Fourth, give people room to express their unhappiness. In a winners-take-all world, it is arduous to swallow a bitter pill of defeat. With protestors up in arms, calls are even made to change the existing electoral system. No matter where we stand, I believe we must be gracious to give people room to vent their frustrations. Disappointment and grief are real human emotions. It can come across as complaining. It can also be viewed as whining. We must learn to be gracious in our response and to allow space for expression, as long as they are done within the law, in legitimate ways, and without violence. Say what we want but remember to be responsible for what we say, especially when we start inciting others to do things.
Fifth, we must start building bridges of reconciliation from all sides. The elections are over. The winner has been declared. That does not mean that the losing party can be silenced. In fact, the work is only beginning. For some, the next elections will be in 2020. If the President-Elect fails to deliver on his promises, citizens can always vote him out. Until then, it is imperative that we stand behind him and support his efforts to unite the nation and to build good relationships with their neighbours. Trump is no longer a candidate. Neither is he a mere rich businessman. He is now the President-Elect, to be sworn in official as the Commander-in-Chief on Jan 20th, 2017. The world can only watch and wait for his next steps. At the meantime, the Church can pray. The Church can continue to speak up for the rights of people all over the world. More importantly, the Church must continue to be the conscience of the state. Ordinary believers from all sides of the divide can come together to pray for wisdom and discernment for Trump. He has won the elections fair and square. He is now in authority. Do not be distracted by his past statements about various things. Measure him on what he will be doing now and the future. Hold him accountable. We want him to succeed because we want America to succeed. More importantly, we want God's will to be done and this will is based not on human persons but on the Holy Word of God.

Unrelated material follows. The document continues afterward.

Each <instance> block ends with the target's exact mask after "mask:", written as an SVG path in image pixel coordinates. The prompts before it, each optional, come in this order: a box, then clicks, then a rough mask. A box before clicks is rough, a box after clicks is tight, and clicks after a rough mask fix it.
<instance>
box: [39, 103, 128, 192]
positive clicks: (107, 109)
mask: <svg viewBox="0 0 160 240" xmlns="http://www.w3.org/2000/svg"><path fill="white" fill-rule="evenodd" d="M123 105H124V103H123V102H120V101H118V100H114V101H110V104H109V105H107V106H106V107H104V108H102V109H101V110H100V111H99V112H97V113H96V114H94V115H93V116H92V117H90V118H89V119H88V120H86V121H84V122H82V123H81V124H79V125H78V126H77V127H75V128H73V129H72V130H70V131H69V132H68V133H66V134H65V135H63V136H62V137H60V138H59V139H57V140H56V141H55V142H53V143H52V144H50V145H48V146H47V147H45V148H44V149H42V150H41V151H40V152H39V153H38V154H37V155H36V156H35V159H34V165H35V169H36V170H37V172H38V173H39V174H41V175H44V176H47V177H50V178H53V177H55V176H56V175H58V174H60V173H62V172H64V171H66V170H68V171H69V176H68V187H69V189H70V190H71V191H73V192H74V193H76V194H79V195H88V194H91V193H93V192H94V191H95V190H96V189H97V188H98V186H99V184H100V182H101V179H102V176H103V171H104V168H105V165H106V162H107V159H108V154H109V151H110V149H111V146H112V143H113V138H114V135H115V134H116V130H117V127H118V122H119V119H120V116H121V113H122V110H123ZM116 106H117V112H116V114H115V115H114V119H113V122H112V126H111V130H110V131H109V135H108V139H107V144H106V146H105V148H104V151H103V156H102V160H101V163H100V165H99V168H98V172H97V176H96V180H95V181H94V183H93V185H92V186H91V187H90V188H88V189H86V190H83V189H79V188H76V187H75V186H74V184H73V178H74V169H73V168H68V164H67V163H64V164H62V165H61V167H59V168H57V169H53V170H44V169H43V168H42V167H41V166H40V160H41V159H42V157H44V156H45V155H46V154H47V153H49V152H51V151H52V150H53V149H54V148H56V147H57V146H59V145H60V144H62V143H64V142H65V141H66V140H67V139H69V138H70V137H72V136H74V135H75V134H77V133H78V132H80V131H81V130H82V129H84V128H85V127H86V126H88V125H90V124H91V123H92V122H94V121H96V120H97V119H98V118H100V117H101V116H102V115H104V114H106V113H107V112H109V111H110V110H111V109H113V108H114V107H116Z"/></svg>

Let me close with the famous words of Dr Martin Luther King Jr.
“The church must be reminded that it is not the master or the servant of the state, but rather the conscience of the state. It must be the guide and the critic of the state, and never its tool. If the church does not recapture its prophetic zeal, it will become an irrelevant social club without moral or spiritual authority.”May we learn not to rise up to control the state. Neither is it being controlled by trigger-happy secularism or the enemies of the gospel. Let us stand up to let the conscience of Christ reign supreme in our words and our works. Whether you are for or against Trump or Clinton, it's reconciliation time. The Presidential office is greater than any one perspective, larger than any one party, and definitely bigger than any one person. Now the results are out, we need to pray for the President-Elect and support him as much as possible. Yes, we must still hold him accountable. We must continue to stand against any forms of bigotry. We must all look forward and move on.
May all evangelicals pray with grace and wisdom.